This physiological mechanism is explained by the elastic elements of the muscle - the elasticity of the sarcolemma and connective tissue, located parallel to the contractile muscle fibers.

Also, during stretching, the overlap of myofilaments on each other changes, but this does not affect the stretch curve, since at rest, cross-links between actin and myosin are not formed. Pre-stretching (passive stretching) is added to the force of isometric contractions (active contraction force).

Calcium ions

To better understand the process of fiber activation by calcium ions, it is convenient to consider the structure of the actin filament. Its length is about 1 micron, thickness - from 5 to 7 nm. This is a pair of twisted threads that resemble an actin monomer. Approximately every 40 nm there are spherical troponin molecules, and between the chains there are tropomyosin molecules.

When calcium ions are absent, that is, myofibrils relax, long tropomyosin molecules block the attachment of actin chains and myosin bridges. But when calcium ions are activated, tropomyosin molecules descend deeper and the areas open up.

Myosin bridges then attach to actin filaments, ATP is broken down, and muscle strength develops. This becomes possible due to the effect of calcium on troponin. In this case, the molecule of the latter is deformed, thereby pushing through tropomyosin.

When a muscle is relaxed, it contains more than 1 µmol of calcium per gram of wet weight. Calcium salts are isolated and stored in special storage facilities. Otherwise, the muscles would contract all the time.

Calcium is stored as follows. At different parts of the muscle cell membrane, there are tubes inside the fiber through which connection occurs with the environment outside the cells. This is a system of transverse tubes. And perpendicular to it there is a system of longitudinal ones, at the ends of which there are bubbles (terminal tanks), located in close proximity to the membranes of the transverse system. Together we get a triad. It is in the bubbles that calcium is stored.

This is how the PD spreads into the cell, and electromechanical coupling occurs. The excitation penetrates the fiber, passes into the longitudinal system, and releases calcium. This is how the muscle fiber contraction mechanism occurs.

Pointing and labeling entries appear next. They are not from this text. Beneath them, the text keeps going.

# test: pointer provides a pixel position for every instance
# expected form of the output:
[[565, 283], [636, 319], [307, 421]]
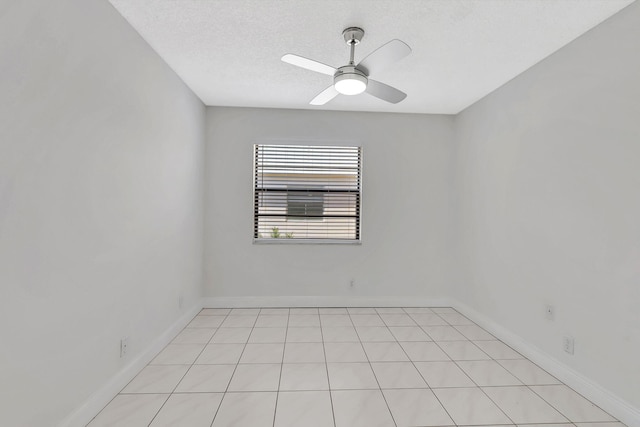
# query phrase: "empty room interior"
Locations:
[[380, 213]]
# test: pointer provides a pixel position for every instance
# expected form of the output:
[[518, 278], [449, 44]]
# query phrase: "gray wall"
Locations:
[[101, 179], [548, 204], [405, 213]]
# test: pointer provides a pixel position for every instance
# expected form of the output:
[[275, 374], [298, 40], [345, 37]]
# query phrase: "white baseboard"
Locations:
[[99, 399], [323, 301], [602, 397]]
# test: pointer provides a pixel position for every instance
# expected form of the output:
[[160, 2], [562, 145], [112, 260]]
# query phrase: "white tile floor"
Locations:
[[338, 367]]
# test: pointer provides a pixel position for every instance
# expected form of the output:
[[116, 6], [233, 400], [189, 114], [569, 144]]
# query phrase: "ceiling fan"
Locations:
[[352, 79]]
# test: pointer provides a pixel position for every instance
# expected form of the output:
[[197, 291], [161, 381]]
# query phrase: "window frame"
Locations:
[[309, 241]]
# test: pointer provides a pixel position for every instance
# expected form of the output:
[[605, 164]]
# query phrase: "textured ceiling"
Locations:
[[228, 51]]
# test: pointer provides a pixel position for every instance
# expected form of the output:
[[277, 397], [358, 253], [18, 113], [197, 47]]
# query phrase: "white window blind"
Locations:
[[307, 192]]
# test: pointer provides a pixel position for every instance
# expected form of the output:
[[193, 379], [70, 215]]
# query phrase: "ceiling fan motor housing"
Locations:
[[348, 80]]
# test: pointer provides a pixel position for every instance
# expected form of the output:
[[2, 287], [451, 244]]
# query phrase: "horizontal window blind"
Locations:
[[307, 192]]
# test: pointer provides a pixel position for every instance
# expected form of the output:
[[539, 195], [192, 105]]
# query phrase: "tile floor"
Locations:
[[344, 367]]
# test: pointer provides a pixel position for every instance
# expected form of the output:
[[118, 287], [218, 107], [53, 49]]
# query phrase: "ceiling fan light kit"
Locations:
[[348, 80], [352, 79]]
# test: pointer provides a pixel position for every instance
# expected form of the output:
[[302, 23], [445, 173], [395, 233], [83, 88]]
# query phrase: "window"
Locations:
[[306, 193]]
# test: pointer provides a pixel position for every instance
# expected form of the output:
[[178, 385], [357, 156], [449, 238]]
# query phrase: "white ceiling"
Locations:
[[228, 51]]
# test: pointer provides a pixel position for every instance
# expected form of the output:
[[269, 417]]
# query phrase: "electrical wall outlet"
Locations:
[[550, 312], [567, 344], [124, 346]]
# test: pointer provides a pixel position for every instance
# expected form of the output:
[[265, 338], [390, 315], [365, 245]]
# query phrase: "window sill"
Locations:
[[285, 241]]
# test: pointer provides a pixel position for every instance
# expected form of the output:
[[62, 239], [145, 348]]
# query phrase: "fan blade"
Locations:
[[309, 64], [325, 96], [384, 56], [385, 92]]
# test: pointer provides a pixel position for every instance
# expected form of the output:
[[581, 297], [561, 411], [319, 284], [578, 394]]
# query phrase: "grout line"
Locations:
[[234, 369], [326, 367], [189, 368], [471, 379], [424, 379], [284, 346], [371, 367]]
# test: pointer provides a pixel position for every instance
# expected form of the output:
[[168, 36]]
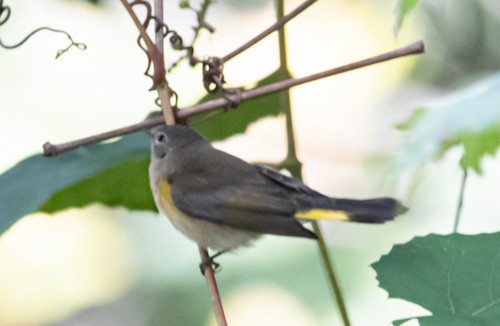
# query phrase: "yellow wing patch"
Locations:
[[323, 214]]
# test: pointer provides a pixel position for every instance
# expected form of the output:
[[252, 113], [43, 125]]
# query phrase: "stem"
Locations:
[[52, 150], [281, 21], [159, 27], [212, 283], [155, 53], [169, 118], [460, 201], [327, 261], [293, 164]]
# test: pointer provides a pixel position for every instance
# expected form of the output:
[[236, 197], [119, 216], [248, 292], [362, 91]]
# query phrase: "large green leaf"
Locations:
[[113, 174], [403, 8], [456, 277], [468, 117], [219, 125]]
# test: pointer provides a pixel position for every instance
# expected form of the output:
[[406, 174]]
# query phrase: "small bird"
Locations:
[[222, 202]]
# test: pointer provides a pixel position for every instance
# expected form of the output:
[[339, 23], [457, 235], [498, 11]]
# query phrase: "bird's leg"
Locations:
[[210, 262]]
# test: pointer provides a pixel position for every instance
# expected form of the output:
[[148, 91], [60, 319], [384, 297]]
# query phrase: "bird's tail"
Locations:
[[377, 210]]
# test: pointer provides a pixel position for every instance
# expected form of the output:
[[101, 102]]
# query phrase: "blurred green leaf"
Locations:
[[456, 277], [403, 8], [468, 117], [114, 174], [235, 121]]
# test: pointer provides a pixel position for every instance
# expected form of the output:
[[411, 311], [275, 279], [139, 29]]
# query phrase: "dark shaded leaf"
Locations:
[[456, 277], [113, 174]]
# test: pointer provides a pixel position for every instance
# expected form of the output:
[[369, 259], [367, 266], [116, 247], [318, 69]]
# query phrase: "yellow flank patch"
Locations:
[[323, 214], [166, 202]]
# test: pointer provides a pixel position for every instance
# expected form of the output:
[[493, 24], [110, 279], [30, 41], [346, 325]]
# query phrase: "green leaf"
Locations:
[[113, 174], [235, 121], [469, 117], [456, 277], [403, 8]]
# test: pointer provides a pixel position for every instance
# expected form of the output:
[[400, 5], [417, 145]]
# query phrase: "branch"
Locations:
[[169, 119], [269, 30], [155, 55], [216, 300], [4, 17], [414, 48]]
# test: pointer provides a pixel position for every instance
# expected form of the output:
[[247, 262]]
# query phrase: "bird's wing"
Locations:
[[241, 198]]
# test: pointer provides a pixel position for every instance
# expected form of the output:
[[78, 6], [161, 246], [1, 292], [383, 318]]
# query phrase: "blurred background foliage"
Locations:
[[110, 266]]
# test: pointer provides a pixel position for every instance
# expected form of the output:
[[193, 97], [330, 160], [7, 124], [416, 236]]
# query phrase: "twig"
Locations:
[[327, 261], [460, 201], [414, 48], [159, 27], [168, 115], [293, 165], [210, 276], [156, 56], [269, 30]]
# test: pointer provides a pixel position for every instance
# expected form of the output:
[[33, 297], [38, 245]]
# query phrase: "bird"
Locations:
[[223, 203]]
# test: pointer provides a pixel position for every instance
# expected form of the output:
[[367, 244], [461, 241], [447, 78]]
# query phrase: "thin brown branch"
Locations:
[[214, 290], [169, 119], [414, 48], [269, 30], [158, 25], [155, 55]]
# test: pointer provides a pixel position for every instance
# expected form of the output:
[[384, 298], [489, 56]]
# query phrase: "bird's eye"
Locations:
[[161, 138]]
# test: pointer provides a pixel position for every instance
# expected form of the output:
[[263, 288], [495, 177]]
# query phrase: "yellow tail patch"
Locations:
[[323, 214]]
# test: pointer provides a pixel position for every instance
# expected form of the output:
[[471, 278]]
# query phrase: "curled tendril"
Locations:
[[213, 77], [4, 17]]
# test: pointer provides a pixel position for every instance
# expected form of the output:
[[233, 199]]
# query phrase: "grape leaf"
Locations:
[[235, 121], [456, 277], [403, 8], [468, 117], [113, 174]]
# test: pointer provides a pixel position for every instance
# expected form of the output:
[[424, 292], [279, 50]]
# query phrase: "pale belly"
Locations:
[[205, 234]]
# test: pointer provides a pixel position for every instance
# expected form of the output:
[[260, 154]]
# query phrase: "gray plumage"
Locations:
[[225, 197]]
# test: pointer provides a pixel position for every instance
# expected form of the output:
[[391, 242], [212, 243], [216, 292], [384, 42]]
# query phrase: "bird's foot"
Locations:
[[210, 263]]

Mechanics of muscle contractions[edit | edit code]

Source: “Sports Diagnostics”
Author:
Professor V.P. Guba, 2020

If a muscle is stimulated with a short electrical impulse, after a short latent period it contracts. This contraction is called a “single muscle contraction.” A single muscle contraction lasts about 10-50 ms, and it reaches maximum strength after 5-30 ms.

Each individual muscle fiber obeys the “all or nothing” law, i.e., when the force of stimulation is above a threshold level, a complete contraction occurs with the maximum force for a given fiber, and a stepwise increase in the force of contraction as the force of stimulation increases is impossible. Since the mixed muscle consists of many fibers with different levels of sensitivity to excitation, the contraction of the entire muscle can be stepwise depending on the strength of irritation, with strong irritations activating deeper muscle fibers.

Filament sliding mechanism[edit | edit code]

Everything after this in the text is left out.